Rasulullah shalallahu alaihi wasallam bersabda, “Setiap jiwa muslim berkewajiban untuk bersedekah.” Para shahabat bertanya, “Wahai Nabi Allah bagaimana dengan orang yang tidak memiliki sesuatu untuk bersedekah?” Rasulullah menjawab, “Dia bisa bekerja sehingga dia bisa mendapatkan mafaat untuk dirinya dan bisa pula bersedekah.” Para shahabat bertanya lagi, “Bagaimana dengan orang yang tidak mendapatkan pekerjaan?” Rasulullah menjawab, “Dia bisa membantu orang yang terzalimi.” Para shahabat bertanya lagi, “Bagaimana jika dia juga tidak mendapatkannya?” Rasulullah menjawab, “Hendaknya dia melakukan apapun yang baik dan menahan diri dari keburukan dan itu baginya adalah sedekah.” (Muttafaq alaih)

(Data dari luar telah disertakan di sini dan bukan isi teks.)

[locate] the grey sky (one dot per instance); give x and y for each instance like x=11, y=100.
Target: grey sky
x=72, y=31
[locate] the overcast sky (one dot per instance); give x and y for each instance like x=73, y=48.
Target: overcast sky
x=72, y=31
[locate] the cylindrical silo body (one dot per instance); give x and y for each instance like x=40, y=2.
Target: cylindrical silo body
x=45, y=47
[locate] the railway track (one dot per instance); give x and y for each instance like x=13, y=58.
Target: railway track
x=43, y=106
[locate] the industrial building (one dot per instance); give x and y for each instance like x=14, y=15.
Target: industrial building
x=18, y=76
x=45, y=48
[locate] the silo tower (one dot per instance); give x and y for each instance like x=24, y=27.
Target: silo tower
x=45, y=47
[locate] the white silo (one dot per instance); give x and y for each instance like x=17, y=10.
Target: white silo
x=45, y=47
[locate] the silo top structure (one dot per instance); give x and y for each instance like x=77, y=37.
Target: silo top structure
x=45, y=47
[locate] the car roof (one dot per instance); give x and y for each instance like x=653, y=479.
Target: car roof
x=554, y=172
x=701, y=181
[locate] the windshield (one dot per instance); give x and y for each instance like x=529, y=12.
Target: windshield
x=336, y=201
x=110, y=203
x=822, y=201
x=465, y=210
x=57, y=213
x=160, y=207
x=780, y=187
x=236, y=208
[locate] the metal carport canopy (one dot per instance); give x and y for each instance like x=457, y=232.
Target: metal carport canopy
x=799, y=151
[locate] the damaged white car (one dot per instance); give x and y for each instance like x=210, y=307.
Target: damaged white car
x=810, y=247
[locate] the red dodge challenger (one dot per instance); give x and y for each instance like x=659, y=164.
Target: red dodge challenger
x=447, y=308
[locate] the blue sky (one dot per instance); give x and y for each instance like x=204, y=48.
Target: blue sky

Olehnya, tiada alasan untuk meremehkan kebajikan sekecil apapun. Sebab, kita tidak mengetahui dengan kebaikan yang mana Allah ridha kepada kita, lalu menjadikannya sebagai sebab kita memperoleh jannahNya. Sebab seorang wanita pelacur yang memberi minum seekor anjing yang kehausan pun Allah ampuni dan Allah masukkan kedalam surgaNya. Jangan pernah bosan berbagi manfaat meski hanya satu kalimat kebaikan, meski hanya sebungkus makanan ringan, atau seteguk air. Semoga Allah selalu melapangkan hati kita untuk selalu memberi manfaat.